Moreover, the Moon Agreement even incorporates the principle of sustainability by foreseeing that “Due regard shall be paid to the interests of present and future generations as well as to the need to promote higher standards of living and conditions of economic and social progress and development in accordance with the Charter of the United Nations.” Furthermore, the Agreement takes into account the development of the space industry on the Moon, anticipating the need to establish an international regime and procedures for managing the exploitation of natural resources on the Moon, being the common heritage of mankind. The goals of this regime are orderly, safe, and rational development and management of Moon’s natural resources, as well as their fair distribution among all States Parties, taking into account, especially, the interests and needs of developing countries and the efforts of the countries that have contributed to the exploration of the Moon. In such provisions we can see the intertwinement of various principles, but also their correlation with sustainable development.
Similarly to the Moon Agreement, the Treaty on the Prohibition of Experiments on Nuclear Weapons in the Atmosphere, Outer Space and Underwater and the Convention on the Prohibition of Military or Any Other Hostile Use of Environmental Modification Techniques, by formally extending their scope to outer space, also link these branches of law by linking their basic principles related to the prevention of arms race, environmental contamination with the peaceful exploration of outer space, which all together fall under the goal of the principle of sustainable development.
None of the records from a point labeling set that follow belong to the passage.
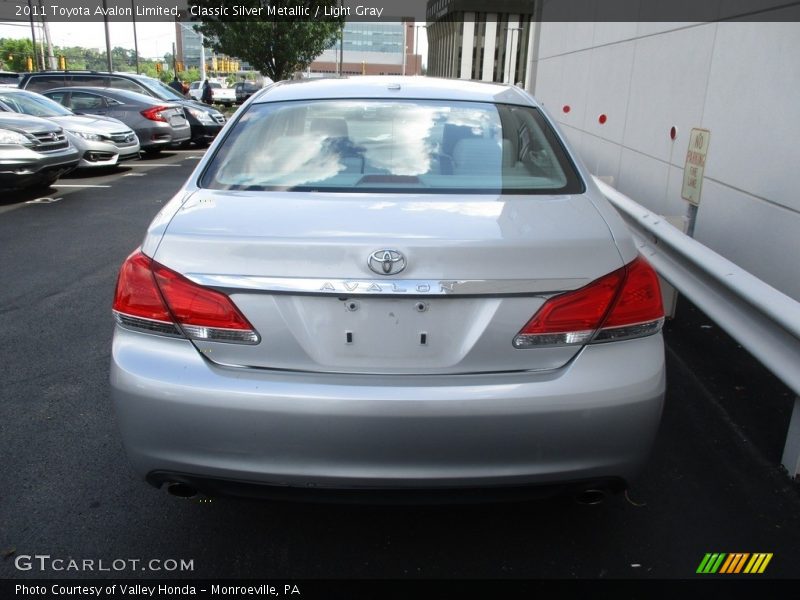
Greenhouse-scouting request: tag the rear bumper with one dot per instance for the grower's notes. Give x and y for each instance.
(594, 419)
(22, 167)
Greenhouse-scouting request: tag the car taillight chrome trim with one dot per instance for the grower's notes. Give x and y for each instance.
(215, 334)
(569, 338)
(626, 332)
(147, 325)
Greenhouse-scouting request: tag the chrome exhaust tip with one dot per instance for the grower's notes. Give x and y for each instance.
(590, 497)
(181, 490)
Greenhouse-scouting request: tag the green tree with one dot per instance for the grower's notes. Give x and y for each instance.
(14, 54)
(277, 47)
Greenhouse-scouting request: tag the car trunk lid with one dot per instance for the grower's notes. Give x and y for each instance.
(476, 268)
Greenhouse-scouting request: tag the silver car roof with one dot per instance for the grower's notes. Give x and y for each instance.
(387, 87)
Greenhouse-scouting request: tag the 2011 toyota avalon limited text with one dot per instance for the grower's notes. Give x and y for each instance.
(388, 284)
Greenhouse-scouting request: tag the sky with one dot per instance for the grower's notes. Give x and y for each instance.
(155, 38)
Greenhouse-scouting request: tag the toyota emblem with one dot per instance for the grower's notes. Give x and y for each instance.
(386, 262)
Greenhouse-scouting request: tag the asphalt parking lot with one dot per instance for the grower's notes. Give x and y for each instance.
(712, 485)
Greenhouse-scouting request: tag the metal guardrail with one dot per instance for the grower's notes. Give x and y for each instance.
(762, 319)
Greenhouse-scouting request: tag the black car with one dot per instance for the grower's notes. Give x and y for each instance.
(205, 121)
(245, 89)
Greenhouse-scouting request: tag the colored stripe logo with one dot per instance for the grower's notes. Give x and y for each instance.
(734, 563)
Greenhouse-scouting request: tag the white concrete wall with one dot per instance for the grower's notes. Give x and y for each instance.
(739, 80)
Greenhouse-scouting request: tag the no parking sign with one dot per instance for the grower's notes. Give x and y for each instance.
(695, 165)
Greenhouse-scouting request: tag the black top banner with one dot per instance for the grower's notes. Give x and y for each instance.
(399, 10)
This expansion of the validity of the principle is possible by utilizing evolutionary interpretation in good faith. This would provide for interpreting space law provisions with a bit of a wider approach, in order to subsume principles which would allow it to develop. Such an opportunity is visible with the undefined ambiguous principle of peaceful exploration of outer space. This principle is problematic due to the incomplete demilitarisation of outer space, and especially in the light that similar issues also exist on Earth, and subsequent impossibility to transplant a legally binding principle. This can be mended by taking into consideration the principles of Nuclear Law related to the use of weapons, such as the principles of humanity, military necessity, distinction, and proportionality. Having in mind the extension of the scope of International Law to outer space, and International Humanitarian Law being a part of it, it is clear that it consequently also extends to outer space.
These principles, when considered under the umbrella of sustainable development of earth and space, should altogether create a good example of what space justice as a concept should presume, and subsequently safeguard the environment of seemingly improperly protected areas, until better, legally binding solutions are brought.